In a lot of ways they remind me of the Guard (the red-headed stepchild of the Army... my unit still has M-16A1s), misson first, buddies always, everyone else when possible.
TK
TK
no subject
Date: 2005-12-01 07:42 pm (UTC)The tradition of brilliant Marine general officers goes back to John A. LeJeune, our 13th Commandant. He was the honor graduate of his class at Annapolis, and he had the foresight to recognize that the nation would need his brilliance more in the Marine Corps than in the Navy.
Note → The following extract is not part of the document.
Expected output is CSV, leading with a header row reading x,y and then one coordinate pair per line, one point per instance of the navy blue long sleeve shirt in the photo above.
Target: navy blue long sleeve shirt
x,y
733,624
He was the father of modern amphibious warfare.
no subject
Date: 2005-12-01 07:41 pm (UTC)If you want to meet straigt up, in your face, resistance to things seen as bad for the souls of the Service... a Marine at the top is the most likely to stand, bearlike, in the way.<<
Probably not a coincedence, but in talking to soldiers in and veterans of the Iraq War, their feelings about it often run along these lines. Marines, for instance, will support the war wholeheartedly overall, in or out of the service. Whereas, for example, many soldiers in the Army will support it or say they support it while they're there, but once they're out (either of Iraq or the service) they tell you what they really think of the war, which is usually not much.